Computational docking approaches are important as a source of protein-protein complexes structures and as a means to understand the principles of protein association. A key element in designing better docking approaches, including search procedures, potentials, and scoring functions is their validation on experimentally determined structures. Thus, the databases of such structures (benchmark sets) are important. The previous, first release of the DOCKGROUND resource (Douguet et al., Bioinformatics 2006; 22:2612-2618) implemented a comprehensive database of cocrystallized (bound) protein-protein complexes in a relational database of annotated structures. The current release adds important features to the set of bound structures, such as regularly updated downloadable datasets: automatically generated nonredundant set, built according to most common criteria, and a manually curated set that includes only biological nonobligate complexes along with a number of additional useful characteristics. The main focus of the current release is unbound (experimental and simulated) protein-protein complexes.

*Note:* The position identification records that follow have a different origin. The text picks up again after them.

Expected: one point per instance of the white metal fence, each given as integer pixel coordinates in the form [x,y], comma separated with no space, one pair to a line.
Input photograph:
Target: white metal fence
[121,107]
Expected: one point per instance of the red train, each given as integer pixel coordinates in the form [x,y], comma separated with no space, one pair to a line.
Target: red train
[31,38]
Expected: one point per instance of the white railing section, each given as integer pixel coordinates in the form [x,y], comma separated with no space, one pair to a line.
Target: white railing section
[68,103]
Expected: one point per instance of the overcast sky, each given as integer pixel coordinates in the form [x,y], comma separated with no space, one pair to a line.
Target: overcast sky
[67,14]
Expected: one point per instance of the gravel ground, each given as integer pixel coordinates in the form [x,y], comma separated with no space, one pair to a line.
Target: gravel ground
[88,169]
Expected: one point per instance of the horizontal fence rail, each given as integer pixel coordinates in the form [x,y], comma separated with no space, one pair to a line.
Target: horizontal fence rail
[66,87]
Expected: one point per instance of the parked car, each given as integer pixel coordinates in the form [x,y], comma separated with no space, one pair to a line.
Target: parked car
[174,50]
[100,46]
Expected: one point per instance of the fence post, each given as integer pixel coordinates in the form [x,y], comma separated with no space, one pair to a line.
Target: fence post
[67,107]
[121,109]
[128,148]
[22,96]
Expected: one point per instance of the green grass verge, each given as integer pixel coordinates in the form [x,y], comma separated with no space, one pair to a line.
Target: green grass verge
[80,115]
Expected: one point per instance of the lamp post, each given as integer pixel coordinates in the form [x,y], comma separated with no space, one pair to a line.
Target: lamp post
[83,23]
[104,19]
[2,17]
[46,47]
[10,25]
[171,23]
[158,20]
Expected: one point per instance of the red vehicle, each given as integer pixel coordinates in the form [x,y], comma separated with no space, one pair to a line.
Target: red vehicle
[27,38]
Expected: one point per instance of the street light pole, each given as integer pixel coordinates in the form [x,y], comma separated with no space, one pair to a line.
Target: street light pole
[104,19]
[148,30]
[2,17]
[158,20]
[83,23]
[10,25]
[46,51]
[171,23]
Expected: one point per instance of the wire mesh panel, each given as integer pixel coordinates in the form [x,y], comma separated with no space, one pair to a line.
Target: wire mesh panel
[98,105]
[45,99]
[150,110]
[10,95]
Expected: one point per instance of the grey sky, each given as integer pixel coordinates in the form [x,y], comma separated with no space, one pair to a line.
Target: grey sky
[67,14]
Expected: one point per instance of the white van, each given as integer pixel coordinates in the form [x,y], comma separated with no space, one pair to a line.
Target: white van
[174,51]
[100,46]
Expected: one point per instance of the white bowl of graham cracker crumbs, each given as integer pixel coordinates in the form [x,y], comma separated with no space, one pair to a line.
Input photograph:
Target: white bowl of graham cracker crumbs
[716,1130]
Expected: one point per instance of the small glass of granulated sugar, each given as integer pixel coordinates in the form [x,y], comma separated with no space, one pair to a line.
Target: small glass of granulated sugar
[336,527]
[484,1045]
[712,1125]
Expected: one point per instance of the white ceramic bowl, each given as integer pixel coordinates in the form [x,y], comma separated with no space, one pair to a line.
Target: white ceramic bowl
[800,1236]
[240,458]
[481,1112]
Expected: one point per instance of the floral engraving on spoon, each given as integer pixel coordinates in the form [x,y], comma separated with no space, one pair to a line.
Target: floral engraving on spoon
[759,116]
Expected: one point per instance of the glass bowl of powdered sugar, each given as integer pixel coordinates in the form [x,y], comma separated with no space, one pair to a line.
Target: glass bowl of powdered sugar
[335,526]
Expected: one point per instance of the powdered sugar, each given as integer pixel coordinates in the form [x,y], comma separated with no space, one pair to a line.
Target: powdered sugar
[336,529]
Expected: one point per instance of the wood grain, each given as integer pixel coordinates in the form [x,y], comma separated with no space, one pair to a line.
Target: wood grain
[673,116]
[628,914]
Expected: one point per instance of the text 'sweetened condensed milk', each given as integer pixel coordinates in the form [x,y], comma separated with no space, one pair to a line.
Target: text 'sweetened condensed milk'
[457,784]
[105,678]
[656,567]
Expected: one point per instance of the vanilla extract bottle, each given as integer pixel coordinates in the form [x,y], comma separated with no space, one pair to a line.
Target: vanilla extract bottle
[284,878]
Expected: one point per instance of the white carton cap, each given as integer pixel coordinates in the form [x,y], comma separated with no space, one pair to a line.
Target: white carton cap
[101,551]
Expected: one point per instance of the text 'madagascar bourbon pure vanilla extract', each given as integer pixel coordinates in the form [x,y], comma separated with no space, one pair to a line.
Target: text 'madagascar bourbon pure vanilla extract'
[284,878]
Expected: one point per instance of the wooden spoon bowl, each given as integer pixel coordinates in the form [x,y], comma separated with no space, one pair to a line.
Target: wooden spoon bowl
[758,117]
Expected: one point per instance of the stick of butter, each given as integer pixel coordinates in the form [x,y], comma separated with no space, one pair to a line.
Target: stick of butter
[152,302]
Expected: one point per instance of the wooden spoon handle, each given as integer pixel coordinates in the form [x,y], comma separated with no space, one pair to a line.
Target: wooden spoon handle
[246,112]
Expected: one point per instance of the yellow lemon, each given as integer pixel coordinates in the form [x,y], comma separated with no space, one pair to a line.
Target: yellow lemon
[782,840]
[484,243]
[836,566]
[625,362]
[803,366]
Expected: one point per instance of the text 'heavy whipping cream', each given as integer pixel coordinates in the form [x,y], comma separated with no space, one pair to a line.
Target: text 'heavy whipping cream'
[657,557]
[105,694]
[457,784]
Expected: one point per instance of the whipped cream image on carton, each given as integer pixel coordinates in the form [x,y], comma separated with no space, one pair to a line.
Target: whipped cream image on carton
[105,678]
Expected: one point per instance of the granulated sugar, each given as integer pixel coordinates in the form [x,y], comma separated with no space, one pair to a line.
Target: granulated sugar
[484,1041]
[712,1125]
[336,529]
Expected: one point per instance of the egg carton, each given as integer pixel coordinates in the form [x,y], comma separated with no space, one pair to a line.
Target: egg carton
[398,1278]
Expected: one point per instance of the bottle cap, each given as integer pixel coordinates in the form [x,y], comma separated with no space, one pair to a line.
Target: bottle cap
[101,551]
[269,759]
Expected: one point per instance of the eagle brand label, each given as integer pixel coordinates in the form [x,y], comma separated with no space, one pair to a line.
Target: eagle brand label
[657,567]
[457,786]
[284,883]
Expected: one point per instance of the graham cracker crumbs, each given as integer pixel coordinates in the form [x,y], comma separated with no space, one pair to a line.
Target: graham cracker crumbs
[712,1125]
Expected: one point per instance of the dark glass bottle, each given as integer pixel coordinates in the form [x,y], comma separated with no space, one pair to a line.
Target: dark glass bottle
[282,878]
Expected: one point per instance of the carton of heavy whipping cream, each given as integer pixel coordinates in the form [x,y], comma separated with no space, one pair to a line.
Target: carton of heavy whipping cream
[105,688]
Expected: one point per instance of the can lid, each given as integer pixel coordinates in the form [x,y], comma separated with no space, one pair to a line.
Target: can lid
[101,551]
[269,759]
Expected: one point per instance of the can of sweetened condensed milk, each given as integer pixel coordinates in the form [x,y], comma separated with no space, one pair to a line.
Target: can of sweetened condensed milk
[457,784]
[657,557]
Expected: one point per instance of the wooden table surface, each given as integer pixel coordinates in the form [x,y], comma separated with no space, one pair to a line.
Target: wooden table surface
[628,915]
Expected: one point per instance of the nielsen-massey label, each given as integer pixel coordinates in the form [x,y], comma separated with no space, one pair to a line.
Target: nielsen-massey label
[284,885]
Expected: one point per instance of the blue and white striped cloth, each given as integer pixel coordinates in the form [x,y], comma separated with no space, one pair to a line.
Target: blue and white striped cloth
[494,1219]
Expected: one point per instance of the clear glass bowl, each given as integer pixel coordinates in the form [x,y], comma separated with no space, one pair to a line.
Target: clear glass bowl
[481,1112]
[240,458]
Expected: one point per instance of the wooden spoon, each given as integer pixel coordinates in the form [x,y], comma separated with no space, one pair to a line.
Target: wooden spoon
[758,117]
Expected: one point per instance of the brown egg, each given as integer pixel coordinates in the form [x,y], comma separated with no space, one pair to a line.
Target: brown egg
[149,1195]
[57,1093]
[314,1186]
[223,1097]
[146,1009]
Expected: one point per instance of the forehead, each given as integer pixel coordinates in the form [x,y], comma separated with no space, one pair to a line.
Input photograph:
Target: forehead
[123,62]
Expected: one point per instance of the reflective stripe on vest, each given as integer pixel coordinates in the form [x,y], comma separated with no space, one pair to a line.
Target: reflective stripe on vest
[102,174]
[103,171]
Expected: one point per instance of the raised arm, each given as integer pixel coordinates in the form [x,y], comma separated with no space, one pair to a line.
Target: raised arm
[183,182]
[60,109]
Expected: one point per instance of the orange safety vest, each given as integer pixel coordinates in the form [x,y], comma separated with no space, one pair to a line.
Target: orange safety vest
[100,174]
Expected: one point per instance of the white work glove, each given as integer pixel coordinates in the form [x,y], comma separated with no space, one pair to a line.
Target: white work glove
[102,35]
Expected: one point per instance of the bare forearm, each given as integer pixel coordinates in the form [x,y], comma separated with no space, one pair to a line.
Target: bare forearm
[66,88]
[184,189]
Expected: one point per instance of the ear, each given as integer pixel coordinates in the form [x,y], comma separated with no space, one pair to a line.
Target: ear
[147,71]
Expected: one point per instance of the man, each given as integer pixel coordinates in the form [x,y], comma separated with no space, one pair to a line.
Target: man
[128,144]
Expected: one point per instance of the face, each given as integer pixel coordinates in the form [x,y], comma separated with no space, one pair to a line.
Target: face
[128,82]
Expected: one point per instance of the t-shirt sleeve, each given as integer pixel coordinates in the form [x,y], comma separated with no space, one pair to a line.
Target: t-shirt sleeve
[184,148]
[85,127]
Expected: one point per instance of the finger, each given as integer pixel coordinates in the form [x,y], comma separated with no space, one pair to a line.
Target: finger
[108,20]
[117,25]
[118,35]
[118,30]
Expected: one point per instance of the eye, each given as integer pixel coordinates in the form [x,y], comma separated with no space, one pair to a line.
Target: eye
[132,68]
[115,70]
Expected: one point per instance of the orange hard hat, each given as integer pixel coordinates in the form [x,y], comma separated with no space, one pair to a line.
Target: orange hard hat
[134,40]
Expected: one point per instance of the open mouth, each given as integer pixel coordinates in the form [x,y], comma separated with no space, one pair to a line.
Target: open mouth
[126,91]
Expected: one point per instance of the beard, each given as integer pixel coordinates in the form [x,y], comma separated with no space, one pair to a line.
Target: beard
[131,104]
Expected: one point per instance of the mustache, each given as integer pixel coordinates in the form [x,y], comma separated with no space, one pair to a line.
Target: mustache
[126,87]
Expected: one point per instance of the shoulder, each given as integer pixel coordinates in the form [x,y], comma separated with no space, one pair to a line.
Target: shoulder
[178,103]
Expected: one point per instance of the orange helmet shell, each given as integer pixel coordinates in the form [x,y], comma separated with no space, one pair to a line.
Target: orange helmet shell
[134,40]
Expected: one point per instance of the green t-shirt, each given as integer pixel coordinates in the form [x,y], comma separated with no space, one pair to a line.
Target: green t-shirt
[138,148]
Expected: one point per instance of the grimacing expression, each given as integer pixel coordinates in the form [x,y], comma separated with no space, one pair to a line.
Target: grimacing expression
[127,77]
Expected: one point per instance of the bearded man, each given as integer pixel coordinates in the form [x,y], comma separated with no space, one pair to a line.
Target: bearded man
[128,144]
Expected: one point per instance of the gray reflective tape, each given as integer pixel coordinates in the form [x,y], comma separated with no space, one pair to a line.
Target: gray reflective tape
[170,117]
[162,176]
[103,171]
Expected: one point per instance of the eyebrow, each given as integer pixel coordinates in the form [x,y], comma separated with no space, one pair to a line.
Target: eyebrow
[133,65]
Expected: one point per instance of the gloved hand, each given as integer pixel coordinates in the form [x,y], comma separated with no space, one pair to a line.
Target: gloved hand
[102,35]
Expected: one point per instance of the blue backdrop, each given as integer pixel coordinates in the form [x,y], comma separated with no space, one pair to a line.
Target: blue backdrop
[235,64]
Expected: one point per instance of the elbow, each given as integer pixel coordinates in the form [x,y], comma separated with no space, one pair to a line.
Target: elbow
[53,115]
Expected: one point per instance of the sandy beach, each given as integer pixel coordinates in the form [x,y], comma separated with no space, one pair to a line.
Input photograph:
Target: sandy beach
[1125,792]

Complexes from the bound dataset are used to identify crystallized unbound analogs. If such analogs do not exist, the unbound structures are simulated by rotamer library optimization. Thus, the database contains comprehensive sets of complexes suitable for large scale benchmarking of docking algorithms. Advanced methodologies for simulating unbound conformations are being explored for the next release. The future releases will include datasets of modeled protein-protein complexes, and systematic sets of docking decoys obtained by different docking algorithms. The growing DOCKGROUND resource is designed to become a comprehensive public environment for developing and validating new docking methodologies. (c) 2007 Wiley-Liss, Inc.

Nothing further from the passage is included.